Jogar a pares permite-nos dividir as responsabilidades, o que tem sempre a sua dose de conforto. Mas, mais do que isso, jogar a pares permite-nos partilhar o tempo. E o tempo, nesta modalidade tão bela como doentia, tão maravilhosa como esquizofrénica, é o mais importante de tudo. O que faz você com o tempo livre de que dispõe entre shots? Eis a primeira pergunta que lhe fará qualquer psicólogo de golfe que algum dia lhe ocorra consultar. Em que é que você pensa? Qual é a sua rotina mental? Como é que você desliga do shot anterior e aborda o seguinte? Pois, quando eu jogo individualmente, desligo-me da pancada anterior – e menos ainda preparo a pancada seguinte. Passo o primeiro terço do tempo a odiar-me por jogar tão pior do que aquilo que gostaria – e, quando enfim tento mudar para outros pensamentos, logo o meu cérebro parte em busca das coisas em que ainda serei ao menos razoável na vida (inclusive como cobiçador oficial de Kate Winslet, Beyoncé e Rita Pereira, queiram-no elas ou não), desconcentrando-me para o shot imediato. Já a pares não acontece nada disso. A pares, a tensão é dividida. Conversa-se mesmo – e conversa-se sobre o que é importante: o shot a seguir.
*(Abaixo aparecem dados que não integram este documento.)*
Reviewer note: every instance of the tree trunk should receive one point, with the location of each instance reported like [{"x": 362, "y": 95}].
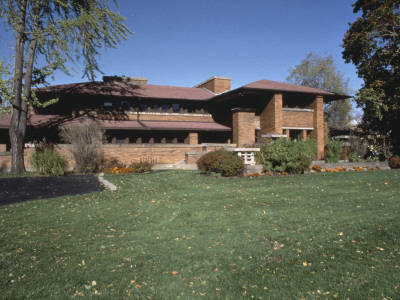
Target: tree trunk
[{"x": 19, "y": 110}]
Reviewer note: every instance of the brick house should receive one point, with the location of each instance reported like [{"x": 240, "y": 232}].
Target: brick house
[{"x": 164, "y": 124}]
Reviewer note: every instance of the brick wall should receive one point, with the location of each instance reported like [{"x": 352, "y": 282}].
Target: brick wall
[
  {"x": 243, "y": 126},
  {"x": 271, "y": 116},
  {"x": 298, "y": 119},
  {"x": 216, "y": 84},
  {"x": 126, "y": 153},
  {"x": 193, "y": 138}
]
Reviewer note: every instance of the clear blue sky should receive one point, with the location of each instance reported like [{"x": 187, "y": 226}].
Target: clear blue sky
[{"x": 184, "y": 42}]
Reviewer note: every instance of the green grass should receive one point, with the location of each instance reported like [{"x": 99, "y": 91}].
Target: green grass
[{"x": 310, "y": 236}]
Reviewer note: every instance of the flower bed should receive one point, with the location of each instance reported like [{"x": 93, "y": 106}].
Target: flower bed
[{"x": 318, "y": 169}]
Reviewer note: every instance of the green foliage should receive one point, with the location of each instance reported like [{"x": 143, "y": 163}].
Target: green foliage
[
  {"x": 5, "y": 88},
  {"x": 222, "y": 162},
  {"x": 48, "y": 161},
  {"x": 140, "y": 167},
  {"x": 49, "y": 35},
  {"x": 106, "y": 162},
  {"x": 372, "y": 44},
  {"x": 394, "y": 162},
  {"x": 321, "y": 72},
  {"x": 353, "y": 157},
  {"x": 287, "y": 156},
  {"x": 333, "y": 151},
  {"x": 86, "y": 139}
]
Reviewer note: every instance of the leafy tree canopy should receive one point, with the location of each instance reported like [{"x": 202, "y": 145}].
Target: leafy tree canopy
[
  {"x": 48, "y": 34},
  {"x": 321, "y": 72},
  {"x": 372, "y": 44}
]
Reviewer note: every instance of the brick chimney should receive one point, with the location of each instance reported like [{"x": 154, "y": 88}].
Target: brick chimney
[
  {"x": 217, "y": 85},
  {"x": 123, "y": 78}
]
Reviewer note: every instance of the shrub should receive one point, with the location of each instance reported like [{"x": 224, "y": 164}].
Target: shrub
[
  {"x": 394, "y": 162},
  {"x": 353, "y": 157},
  {"x": 140, "y": 167},
  {"x": 109, "y": 163},
  {"x": 333, "y": 150},
  {"x": 222, "y": 162},
  {"x": 288, "y": 156},
  {"x": 48, "y": 161},
  {"x": 85, "y": 138}
]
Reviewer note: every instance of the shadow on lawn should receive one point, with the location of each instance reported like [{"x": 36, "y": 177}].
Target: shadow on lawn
[{"x": 14, "y": 190}]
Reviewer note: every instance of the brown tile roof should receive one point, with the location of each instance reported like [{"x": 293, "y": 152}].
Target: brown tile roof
[
  {"x": 37, "y": 120},
  {"x": 163, "y": 125},
  {"x": 287, "y": 87},
  {"x": 56, "y": 120},
  {"x": 122, "y": 89}
]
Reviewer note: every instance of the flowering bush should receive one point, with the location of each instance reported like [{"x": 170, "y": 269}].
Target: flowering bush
[
  {"x": 252, "y": 175},
  {"x": 316, "y": 168},
  {"x": 333, "y": 150},
  {"x": 222, "y": 162},
  {"x": 136, "y": 167}
]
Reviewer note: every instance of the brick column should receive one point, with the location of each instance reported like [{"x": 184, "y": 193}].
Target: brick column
[
  {"x": 271, "y": 116},
  {"x": 287, "y": 132},
  {"x": 303, "y": 135},
  {"x": 193, "y": 138},
  {"x": 318, "y": 124},
  {"x": 243, "y": 126}
]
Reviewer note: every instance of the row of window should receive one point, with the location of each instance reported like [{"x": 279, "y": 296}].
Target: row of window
[{"x": 144, "y": 107}]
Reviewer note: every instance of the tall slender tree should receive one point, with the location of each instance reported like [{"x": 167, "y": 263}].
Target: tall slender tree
[
  {"x": 48, "y": 34},
  {"x": 321, "y": 72},
  {"x": 372, "y": 44}
]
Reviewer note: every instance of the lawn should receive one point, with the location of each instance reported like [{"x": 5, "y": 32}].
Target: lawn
[{"x": 179, "y": 234}]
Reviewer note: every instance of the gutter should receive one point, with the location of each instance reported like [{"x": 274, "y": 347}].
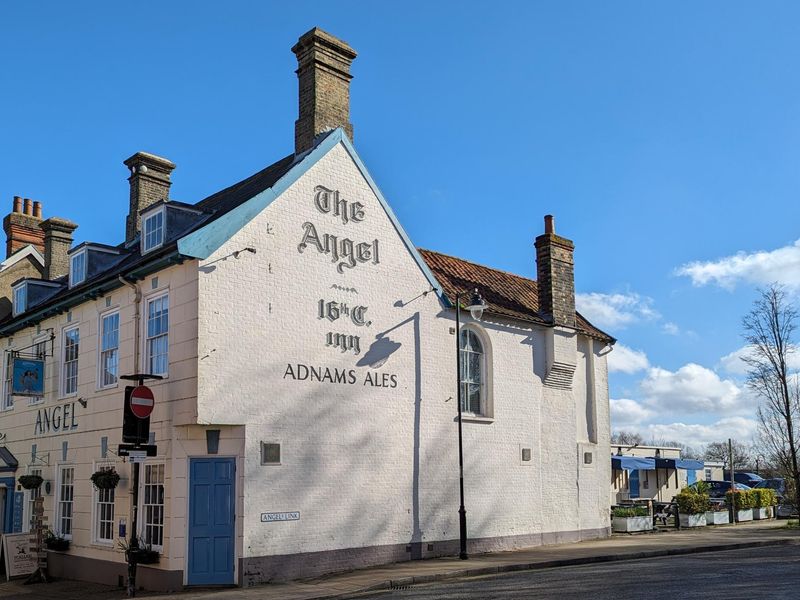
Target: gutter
[{"x": 99, "y": 289}]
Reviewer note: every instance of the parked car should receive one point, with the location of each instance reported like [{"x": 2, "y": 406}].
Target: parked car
[
  {"x": 785, "y": 506},
  {"x": 718, "y": 489},
  {"x": 745, "y": 477},
  {"x": 778, "y": 484}
]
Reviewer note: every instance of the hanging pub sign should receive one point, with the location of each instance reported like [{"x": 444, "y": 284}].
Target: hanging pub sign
[{"x": 28, "y": 377}]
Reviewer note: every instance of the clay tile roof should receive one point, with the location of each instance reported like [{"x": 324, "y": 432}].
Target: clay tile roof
[{"x": 505, "y": 294}]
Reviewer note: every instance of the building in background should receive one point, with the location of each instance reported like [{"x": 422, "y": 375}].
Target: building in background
[
  {"x": 651, "y": 473},
  {"x": 306, "y": 419}
]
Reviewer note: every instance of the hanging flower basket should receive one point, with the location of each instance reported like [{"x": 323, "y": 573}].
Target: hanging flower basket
[
  {"x": 105, "y": 479},
  {"x": 30, "y": 482}
]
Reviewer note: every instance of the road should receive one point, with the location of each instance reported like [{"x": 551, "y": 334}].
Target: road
[{"x": 770, "y": 572}]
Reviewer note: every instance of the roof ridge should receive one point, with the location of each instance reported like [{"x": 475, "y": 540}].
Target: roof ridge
[{"x": 472, "y": 262}]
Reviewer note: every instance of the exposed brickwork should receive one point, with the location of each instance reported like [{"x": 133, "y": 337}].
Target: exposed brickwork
[
  {"x": 22, "y": 226},
  {"x": 27, "y": 267},
  {"x": 150, "y": 182},
  {"x": 57, "y": 242},
  {"x": 324, "y": 77},
  {"x": 555, "y": 273}
]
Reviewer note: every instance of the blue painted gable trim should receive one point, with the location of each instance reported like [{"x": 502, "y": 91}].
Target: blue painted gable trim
[{"x": 206, "y": 240}]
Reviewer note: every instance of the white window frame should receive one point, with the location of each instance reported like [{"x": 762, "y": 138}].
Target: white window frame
[
  {"x": 160, "y": 295},
  {"x": 101, "y": 383},
  {"x": 146, "y": 523},
  {"x": 65, "y": 332},
  {"x": 84, "y": 258},
  {"x": 58, "y": 502},
  {"x": 8, "y": 374},
  {"x": 20, "y": 298},
  {"x": 486, "y": 396},
  {"x": 97, "y": 507},
  {"x": 147, "y": 219}
]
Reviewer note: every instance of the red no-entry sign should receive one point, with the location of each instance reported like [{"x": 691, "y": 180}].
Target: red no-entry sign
[{"x": 142, "y": 401}]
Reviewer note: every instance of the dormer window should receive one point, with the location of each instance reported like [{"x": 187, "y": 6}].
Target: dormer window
[
  {"x": 77, "y": 269},
  {"x": 152, "y": 231},
  {"x": 20, "y": 299}
]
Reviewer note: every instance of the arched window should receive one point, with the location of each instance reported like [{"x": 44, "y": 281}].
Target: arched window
[{"x": 473, "y": 373}]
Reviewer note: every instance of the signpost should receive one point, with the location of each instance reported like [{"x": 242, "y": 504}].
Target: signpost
[
  {"x": 142, "y": 401},
  {"x": 139, "y": 403}
]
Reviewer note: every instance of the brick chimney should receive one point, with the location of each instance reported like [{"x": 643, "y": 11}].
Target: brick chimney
[
  {"x": 323, "y": 71},
  {"x": 57, "y": 242},
  {"x": 22, "y": 226},
  {"x": 150, "y": 181},
  {"x": 555, "y": 273}
]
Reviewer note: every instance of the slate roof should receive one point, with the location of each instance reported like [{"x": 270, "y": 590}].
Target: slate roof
[
  {"x": 214, "y": 206},
  {"x": 505, "y": 294}
]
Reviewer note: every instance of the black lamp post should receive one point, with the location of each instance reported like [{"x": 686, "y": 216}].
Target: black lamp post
[{"x": 476, "y": 308}]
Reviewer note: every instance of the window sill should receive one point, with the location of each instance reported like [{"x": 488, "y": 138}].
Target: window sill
[{"x": 476, "y": 419}]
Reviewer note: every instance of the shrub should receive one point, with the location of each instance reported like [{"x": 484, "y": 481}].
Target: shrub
[
  {"x": 741, "y": 499},
  {"x": 621, "y": 512},
  {"x": 105, "y": 479},
  {"x": 691, "y": 502},
  {"x": 764, "y": 497}
]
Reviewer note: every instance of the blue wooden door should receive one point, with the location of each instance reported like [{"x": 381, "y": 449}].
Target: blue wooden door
[{"x": 212, "y": 525}]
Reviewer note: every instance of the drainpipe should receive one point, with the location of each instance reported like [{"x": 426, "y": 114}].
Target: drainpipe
[{"x": 137, "y": 301}]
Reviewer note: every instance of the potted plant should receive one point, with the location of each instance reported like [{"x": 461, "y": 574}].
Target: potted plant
[
  {"x": 630, "y": 519},
  {"x": 717, "y": 514},
  {"x": 742, "y": 502},
  {"x": 692, "y": 507},
  {"x": 144, "y": 555},
  {"x": 55, "y": 541},
  {"x": 765, "y": 499},
  {"x": 30, "y": 482},
  {"x": 105, "y": 479}
]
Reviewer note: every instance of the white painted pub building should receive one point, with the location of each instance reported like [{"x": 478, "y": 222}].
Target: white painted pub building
[{"x": 306, "y": 421}]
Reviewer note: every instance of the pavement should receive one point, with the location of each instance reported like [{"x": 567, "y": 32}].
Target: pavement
[{"x": 400, "y": 575}]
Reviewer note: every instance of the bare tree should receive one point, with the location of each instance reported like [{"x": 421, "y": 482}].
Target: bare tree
[
  {"x": 718, "y": 452},
  {"x": 626, "y": 438},
  {"x": 769, "y": 329}
]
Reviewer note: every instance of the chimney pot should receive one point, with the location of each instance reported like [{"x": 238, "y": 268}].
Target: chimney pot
[
  {"x": 150, "y": 182},
  {"x": 323, "y": 73},
  {"x": 57, "y": 242},
  {"x": 21, "y": 227},
  {"x": 555, "y": 274}
]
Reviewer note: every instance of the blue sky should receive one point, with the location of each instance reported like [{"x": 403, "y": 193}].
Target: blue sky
[{"x": 660, "y": 135}]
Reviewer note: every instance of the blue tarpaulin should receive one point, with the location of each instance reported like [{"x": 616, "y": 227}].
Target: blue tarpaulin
[
  {"x": 679, "y": 463},
  {"x": 632, "y": 463}
]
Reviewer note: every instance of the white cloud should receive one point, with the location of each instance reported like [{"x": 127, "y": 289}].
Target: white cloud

Porque, se há um abismo num jogo a pares, não é o de ter estragado já bastante o jogo: é o de estragá-lo ainda mais a partir dali. Num jogo individual, acontece-nos isso a toda a hora: fazemos um duplo bogey no 2, metemos uma bola out of bounds no 4 – e, pronto, lá se foi o handicap todo, lá se foi o jogo inteiro, lá se foi a nossa única manhã de lazer em tantos dias, lá se foi uma semana completa de vida. Resultado: arrastamo-nos penosamente pelo campo até ao fim da ronda, à espera da hora de almoço. A pares, não. A pares é uma chatice dar um mau shot, mas é verdadeiramente grave dar outro mau shot logo a seguir. É trágico para nós, mas é trágico também para outrem – e é, portanto, trágico para nós ainda mais uma vez. No fim, fomos capazes de reconcentrar-nos repetidamente. E, quando se vai a ver, pode-se bem estar lá em cima, na classificação, quando na verdade se pensava que o jogo fora mau. Bem vistas as coisas, os resultados de uma classificação de pares são sempre menos exigentes do que os resultados de uma classificação individual. E num jogo de pares joga-se apenas para a classificação, nunca para o score.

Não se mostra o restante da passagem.